The goal of the Medicaid Innovation Accelerator Program’s (IAP) the Reducing Substance Use Disorders (SUD) area is to support states to introduce policy, program, and payment reforms to better identify individuals with SUD, expand coverage for effective treatment, enhance care and practices delivered to beneficiaries, and develop payment mechanisms for SUD services that will provide better outcomes.
The Centers for Medicare & Medicaid Services (CMS) has contracted with Mathematica Policy Research and its partners, Brandeis University and the National Committee for Quality Assurance, to develop three measures for IAP:
- Continuity of care after medically-managed withdrawal from alcohol and/or drugs
- Use of pharmacotherapy for opioid use disorder
- Continuity of care after inpatient or residential treatment for substance use disorder
Continuity of care after medically-managed withdrawal from alcohol and/or drugs (NQF 3312): percentage of discharges from a medically managed withdrawal episode for adult Medicaid beneficiaries, ages 18–64, that was followed by a treatment service for substance use disorder [including the prescription or receipt of a medication to treat a substance use disorder (pharmacotherapy)] within 7 or 14 days after discharge.
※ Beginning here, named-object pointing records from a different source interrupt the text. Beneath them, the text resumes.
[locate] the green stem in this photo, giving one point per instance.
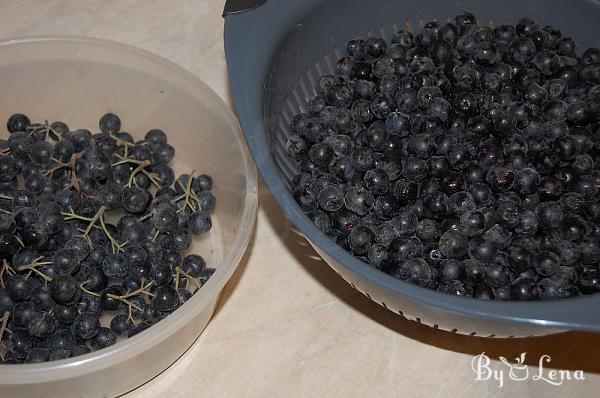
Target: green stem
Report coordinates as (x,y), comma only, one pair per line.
(3,325)
(187,194)
(88,291)
(113,241)
(73,216)
(98,216)
(41,274)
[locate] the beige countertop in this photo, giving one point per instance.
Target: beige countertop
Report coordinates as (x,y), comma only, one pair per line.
(287,325)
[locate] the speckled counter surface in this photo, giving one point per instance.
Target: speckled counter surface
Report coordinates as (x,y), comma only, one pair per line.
(287,325)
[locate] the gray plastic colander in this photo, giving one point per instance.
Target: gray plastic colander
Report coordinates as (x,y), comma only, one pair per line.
(276,50)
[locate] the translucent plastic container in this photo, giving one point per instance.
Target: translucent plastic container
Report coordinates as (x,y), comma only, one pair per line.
(77,80)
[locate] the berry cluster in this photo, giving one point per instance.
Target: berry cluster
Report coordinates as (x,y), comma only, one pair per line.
(463,158)
(93,234)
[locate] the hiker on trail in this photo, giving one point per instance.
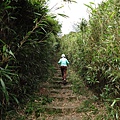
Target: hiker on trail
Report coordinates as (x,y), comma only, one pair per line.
(63,66)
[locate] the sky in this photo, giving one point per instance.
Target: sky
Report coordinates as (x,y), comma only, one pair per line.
(74,11)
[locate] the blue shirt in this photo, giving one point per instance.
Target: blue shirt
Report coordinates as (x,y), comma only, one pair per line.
(63,62)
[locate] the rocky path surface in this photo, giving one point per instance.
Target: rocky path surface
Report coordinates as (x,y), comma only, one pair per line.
(66,105)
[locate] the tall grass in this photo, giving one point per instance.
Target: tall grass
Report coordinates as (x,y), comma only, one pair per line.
(95,51)
(27,43)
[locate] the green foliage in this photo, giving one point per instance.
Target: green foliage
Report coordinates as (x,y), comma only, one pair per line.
(95,51)
(28,40)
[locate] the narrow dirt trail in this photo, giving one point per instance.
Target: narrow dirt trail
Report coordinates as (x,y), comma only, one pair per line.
(66,104)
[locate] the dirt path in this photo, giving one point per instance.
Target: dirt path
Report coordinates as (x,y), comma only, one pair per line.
(66,104)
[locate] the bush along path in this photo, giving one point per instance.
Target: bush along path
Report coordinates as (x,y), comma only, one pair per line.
(56,101)
(72,101)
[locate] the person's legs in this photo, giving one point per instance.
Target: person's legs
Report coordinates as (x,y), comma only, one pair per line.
(65,72)
(62,72)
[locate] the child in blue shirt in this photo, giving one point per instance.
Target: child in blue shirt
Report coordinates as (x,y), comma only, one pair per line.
(63,62)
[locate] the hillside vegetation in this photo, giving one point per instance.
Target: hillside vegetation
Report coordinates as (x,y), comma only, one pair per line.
(28,39)
(94,52)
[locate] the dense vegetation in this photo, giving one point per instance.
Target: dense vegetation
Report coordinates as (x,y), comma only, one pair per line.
(28,40)
(94,52)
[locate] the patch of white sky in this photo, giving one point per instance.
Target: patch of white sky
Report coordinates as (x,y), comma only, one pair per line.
(74,11)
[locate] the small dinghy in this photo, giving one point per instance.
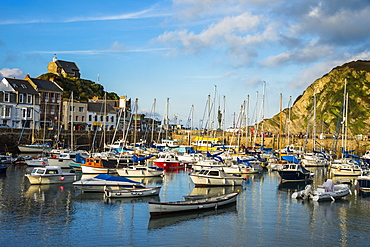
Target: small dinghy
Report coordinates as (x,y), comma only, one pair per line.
(328,192)
(119,192)
(192,204)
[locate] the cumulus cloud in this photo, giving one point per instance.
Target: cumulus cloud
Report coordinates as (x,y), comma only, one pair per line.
(6,72)
(311,52)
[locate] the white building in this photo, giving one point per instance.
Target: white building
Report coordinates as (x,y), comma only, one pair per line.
(19,103)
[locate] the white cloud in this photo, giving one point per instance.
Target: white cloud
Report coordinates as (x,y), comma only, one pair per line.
(16,73)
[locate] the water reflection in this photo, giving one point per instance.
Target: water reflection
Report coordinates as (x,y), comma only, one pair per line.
(157,222)
(145,199)
(214,191)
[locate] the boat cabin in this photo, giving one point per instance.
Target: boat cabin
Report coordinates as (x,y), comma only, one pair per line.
(46,170)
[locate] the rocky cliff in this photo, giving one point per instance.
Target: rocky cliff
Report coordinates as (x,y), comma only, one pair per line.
(329,91)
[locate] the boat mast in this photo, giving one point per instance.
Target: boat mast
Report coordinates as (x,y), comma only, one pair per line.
(314,121)
(153,121)
(135,121)
(289,113)
(344,118)
(71,109)
(246,121)
(263,114)
(281,123)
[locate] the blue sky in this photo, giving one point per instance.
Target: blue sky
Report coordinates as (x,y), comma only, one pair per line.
(182,49)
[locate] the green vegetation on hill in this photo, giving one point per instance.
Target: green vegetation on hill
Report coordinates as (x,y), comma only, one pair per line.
(83,90)
(329,103)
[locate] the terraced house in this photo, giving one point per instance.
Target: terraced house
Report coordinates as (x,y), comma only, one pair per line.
(20,104)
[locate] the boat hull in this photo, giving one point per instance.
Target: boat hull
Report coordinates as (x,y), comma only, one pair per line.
(150,172)
(158,208)
(124,193)
(294,176)
(210,181)
(169,165)
(96,170)
(363,183)
(50,179)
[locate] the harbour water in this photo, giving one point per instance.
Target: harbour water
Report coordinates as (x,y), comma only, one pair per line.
(264,215)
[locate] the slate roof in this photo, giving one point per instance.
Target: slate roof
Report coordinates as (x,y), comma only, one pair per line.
(46,85)
(69,67)
(21,86)
(99,107)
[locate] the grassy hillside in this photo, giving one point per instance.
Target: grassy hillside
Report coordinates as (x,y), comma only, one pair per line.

This measure is reported across all medically managed withdrawal settings.
Use of pharmacotherapy for opioid use disorder (NQF 3400): the percentage of Medicaid beneficiaries ages 18–64 with an Opioid Use Disorder (OUD) who filled a prescription for or were administered or dispensed an FDA-approved medication for OUD during the measure year. The measure will report any medications used in medication assisted treatment of opioid dependence and addiction and four separate rates representing the following types of FDA-approved drug products: buprenorphine; oral naltrexone; long-acting, injectable naltrexone; and methadone.
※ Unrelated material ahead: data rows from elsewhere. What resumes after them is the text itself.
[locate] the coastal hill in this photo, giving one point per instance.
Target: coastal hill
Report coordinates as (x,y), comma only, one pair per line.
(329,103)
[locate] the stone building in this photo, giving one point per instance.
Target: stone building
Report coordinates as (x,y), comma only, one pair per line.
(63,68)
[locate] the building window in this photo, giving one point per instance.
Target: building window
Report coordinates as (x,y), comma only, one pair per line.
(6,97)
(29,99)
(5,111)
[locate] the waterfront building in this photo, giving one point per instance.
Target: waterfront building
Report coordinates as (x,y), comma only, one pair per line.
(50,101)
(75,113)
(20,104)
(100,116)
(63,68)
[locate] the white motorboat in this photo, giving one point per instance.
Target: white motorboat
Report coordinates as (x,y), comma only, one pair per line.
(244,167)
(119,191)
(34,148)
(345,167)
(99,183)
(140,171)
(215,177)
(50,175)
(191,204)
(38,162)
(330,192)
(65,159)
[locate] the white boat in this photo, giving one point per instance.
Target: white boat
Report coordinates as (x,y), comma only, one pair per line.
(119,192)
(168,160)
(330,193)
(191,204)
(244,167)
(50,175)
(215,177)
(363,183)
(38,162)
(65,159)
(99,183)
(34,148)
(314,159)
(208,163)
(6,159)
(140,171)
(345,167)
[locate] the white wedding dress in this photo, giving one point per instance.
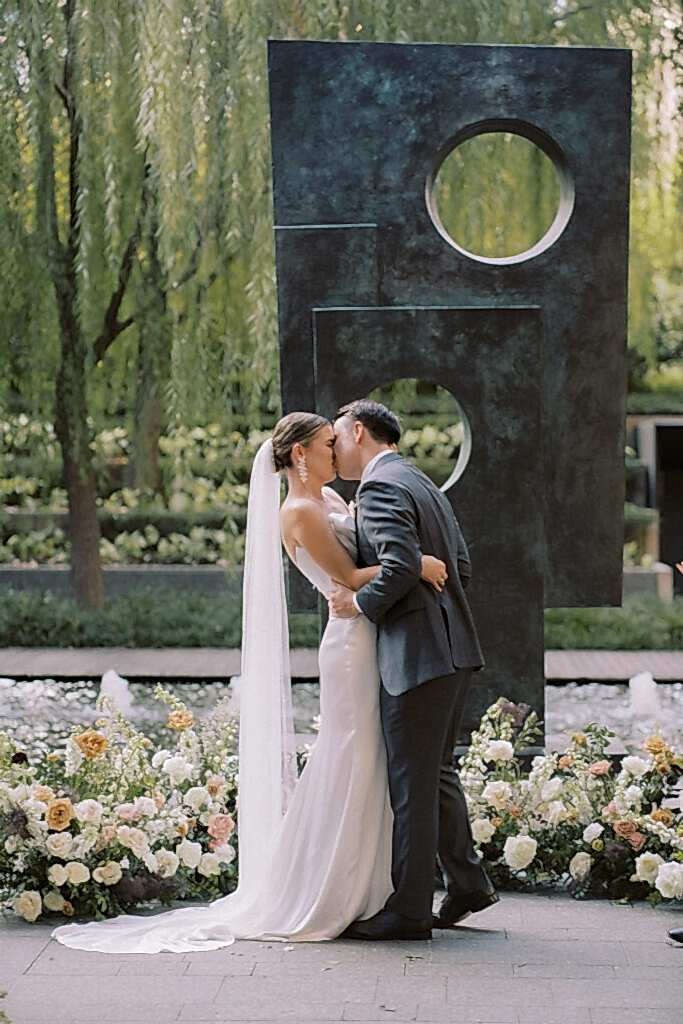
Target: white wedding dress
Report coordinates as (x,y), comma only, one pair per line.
(331,859)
Continuity of care after inpatient or residential treatment for substance use disorder (NQF 3453): percentage of discharges from inpatient or residential treatment for substance use disorder (SUD) for Medicaid beneficiaries, ages 18–64, which were followed by a treatment service for SUD. SUD treatment services include having an outpatient visit, intensive outpatient encounter or partial hospitalization, telehealth encounter, or filling a prescription or being administered or dispensed a medication for SUD. (After an inpatient discharge only, residential treatment also counts as continuity of care.) Two rates are reported, continuity within 7 and 14 days after discharge.